Page 1 of 1

eFa Filter sudden restarts

Posted: 26 Apr 2022 10:52
by wstemb
From the installation day I can find a lot of "silent" and unsolicited restarts of the server, I have a lot of directories in /var/crash, about 3 to 5 a day.
Most of them are so short to be almost invisible to the user, but some of them had repercussions on delaying messages (msmilter service was down and the server repeatedly restarted).
I inspected (at the level of my knowledge of eFA and mailscanner) and it seems that the problem is connected in some way to the unbound service: just before the restart in some of logs I can find errors:

mail postfix/smtp[65537]: 4KjyMK2nxczN2spt: to=<xxxxxxxxxxxxx>, relay=no
ne, delay=391070, delays=391070/0.03/0/0, dsn=4.4.3, status=deferred (Host or domain name not found.
Name service error for name=xxxxxxxxxxx type=MX: Host not found, try again)

I am not sure, but it seems to me that this error occurred when the postfix tried to resend delayed messages from the outbound queue.

No errors on the company firewall at the time of restart.

After the automatic restart, at least at the last two, there was a error message in log and in output ot systemctl status unbound.:

failed lookup, cannot probe to master k.root-servers.net

eFa is defined as relay at the perimeter, controlling the mail entering and exiting the net and most of the time it has his work done.

MailWatch Version: 1.2.18
Operating System Version: CentOS Stream 8
Postfix Version: 3.5.9
MailScanner Version: 5.4.4
ClamAV Version: 0.103.5
SpamAssassin Version: 3.4.6
PHP Version: 7.2.24
MySQL Version: 10.3.28-MariaDB
GeoIP Database Version: GeoLite2 Country database 2018-06-07 22:38:29

unbound -V
Version 1.11.0

Configure line: --build=x86_64-redhat-linux-gnu --host=x86_64-redhat-linux-gnu --program-prefix= --disable-dependency-tracking --prefix=/usr --exec-prefix=/usr --bindir=/usr/bin --sbindir=/usr/sbin --sysconfdir=/etc --datadir=/usr/share --includedir=/usr/include --libdir=/usr/lib64 --libexecdir=/usr/libexec --localstatedir=/var --sharedstatedir=/var/lib --mandir=/usr/share/man --infodir=/usr/share/info --with-pythonmodule --with-pyunbound PYTHON=/usr/libexec/platform-python --with-libevent --with-pthreads --with-ssl --disable-rpath --disable-static --enable-relro-now --enable-pie --enable-subnet --enable-ipsecmod --with-conf-file=/etc/unbound/unbound.conf --with-pidfile=/var/run/unbound/unbound.pid --enable-sha2 --disable-gost --enable-ecdsa --with-rootkey-file=/var/lib/unbound/root.key
Linked libs: libevent 2.1.8-stable (it uses epoll), OpenSSL 1.1.1k FIPS 25 Mar 2021
Linked modules: dns64 python ipsecmod subnetcache respip validator iterator

BSD licensed, see LICENSE in source package for details.
Report bugs to unbound-bugs@nlnetlabs.nl or https://github.com/NLnetLabs/unbound/issues

unbound had the initial configuratio + the localforward.conf in conf.d for local (Intranet) DNS query defininition.
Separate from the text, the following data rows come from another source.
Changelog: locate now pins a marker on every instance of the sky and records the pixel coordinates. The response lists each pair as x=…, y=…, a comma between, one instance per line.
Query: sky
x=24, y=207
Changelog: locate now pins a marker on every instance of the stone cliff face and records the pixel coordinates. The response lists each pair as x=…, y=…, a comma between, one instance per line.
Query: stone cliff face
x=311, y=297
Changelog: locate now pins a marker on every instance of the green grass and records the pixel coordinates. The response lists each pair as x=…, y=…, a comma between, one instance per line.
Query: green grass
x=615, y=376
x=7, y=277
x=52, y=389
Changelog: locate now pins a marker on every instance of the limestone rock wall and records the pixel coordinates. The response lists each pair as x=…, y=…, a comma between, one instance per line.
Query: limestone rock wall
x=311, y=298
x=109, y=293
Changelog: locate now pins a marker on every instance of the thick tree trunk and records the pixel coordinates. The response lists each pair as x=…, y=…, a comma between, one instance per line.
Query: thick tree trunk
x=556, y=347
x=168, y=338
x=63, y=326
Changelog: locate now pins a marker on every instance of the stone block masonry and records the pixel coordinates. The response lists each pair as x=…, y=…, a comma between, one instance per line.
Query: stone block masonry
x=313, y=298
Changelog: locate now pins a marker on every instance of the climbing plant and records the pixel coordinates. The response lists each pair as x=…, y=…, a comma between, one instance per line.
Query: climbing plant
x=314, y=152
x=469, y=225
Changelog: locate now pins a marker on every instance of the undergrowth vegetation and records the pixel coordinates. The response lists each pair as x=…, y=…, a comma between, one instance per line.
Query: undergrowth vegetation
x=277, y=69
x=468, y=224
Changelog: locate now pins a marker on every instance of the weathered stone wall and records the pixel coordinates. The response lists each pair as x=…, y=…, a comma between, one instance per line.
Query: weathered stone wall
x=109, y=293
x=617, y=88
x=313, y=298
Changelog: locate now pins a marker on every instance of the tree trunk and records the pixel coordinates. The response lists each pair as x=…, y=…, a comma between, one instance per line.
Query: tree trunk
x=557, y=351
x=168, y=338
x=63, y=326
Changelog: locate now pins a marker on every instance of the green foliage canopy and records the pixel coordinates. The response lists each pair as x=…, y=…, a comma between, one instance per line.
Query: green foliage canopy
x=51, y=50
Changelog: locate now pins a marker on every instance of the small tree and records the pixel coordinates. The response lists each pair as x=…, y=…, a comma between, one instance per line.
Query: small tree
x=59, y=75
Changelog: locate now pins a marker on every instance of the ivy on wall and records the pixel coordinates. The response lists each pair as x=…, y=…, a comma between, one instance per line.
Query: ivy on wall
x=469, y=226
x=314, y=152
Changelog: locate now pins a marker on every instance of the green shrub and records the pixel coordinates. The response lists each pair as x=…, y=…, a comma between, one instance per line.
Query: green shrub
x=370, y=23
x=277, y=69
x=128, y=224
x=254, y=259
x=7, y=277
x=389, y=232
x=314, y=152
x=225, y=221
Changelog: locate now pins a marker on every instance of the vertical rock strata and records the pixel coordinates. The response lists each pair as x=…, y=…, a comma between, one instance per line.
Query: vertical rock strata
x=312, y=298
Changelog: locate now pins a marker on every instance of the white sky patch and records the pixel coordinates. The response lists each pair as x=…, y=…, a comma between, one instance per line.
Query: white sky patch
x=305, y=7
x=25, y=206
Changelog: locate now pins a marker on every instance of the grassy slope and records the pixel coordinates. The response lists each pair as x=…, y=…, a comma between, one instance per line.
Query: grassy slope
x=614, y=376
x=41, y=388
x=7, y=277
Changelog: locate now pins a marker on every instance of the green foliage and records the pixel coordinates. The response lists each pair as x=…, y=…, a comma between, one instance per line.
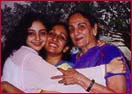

Somebody experienced something similar?
Walter

Re: eFa Filter sudden restarts

Posted: 26 Apr 2022 23:01
by shawniverson
It sounds like things are dying on your box before the system crashes. How do your resources look? Any indication in the logs as to why?

Re: eFa Filter sudden restarts

Posted: 27 Apr 2022 05:50
by pdwalker
It is really unusual for a centos box to restart unexpectedly.

Is the server having hardware problems? Is the system short of memory? Are there any errors before a restart in /var/log/messages?

I think you have to identify and resolve this problem first. The programs that make up eFa are incapable of causing server restarts.

Re: eFa Filter sudden restarts

Posted: 27 Apr 2022 14:38
by wstemb
Resources are not an issue, the eFa filter is running in a ESX VM on a blade server, so as first step I gave a lot computing resources: 4 cores, 16GB RAM.

The number of restarts is very high, but most of them are invisible to the whole system, the mail throughput is still not so high. At 20 Apr. we had a problem in the clamd@scan service, because of "Malformed Database" error. Until I deleted and rebuilt the database using freshclam, the system was crashing / rebooting every 3-6 minutes.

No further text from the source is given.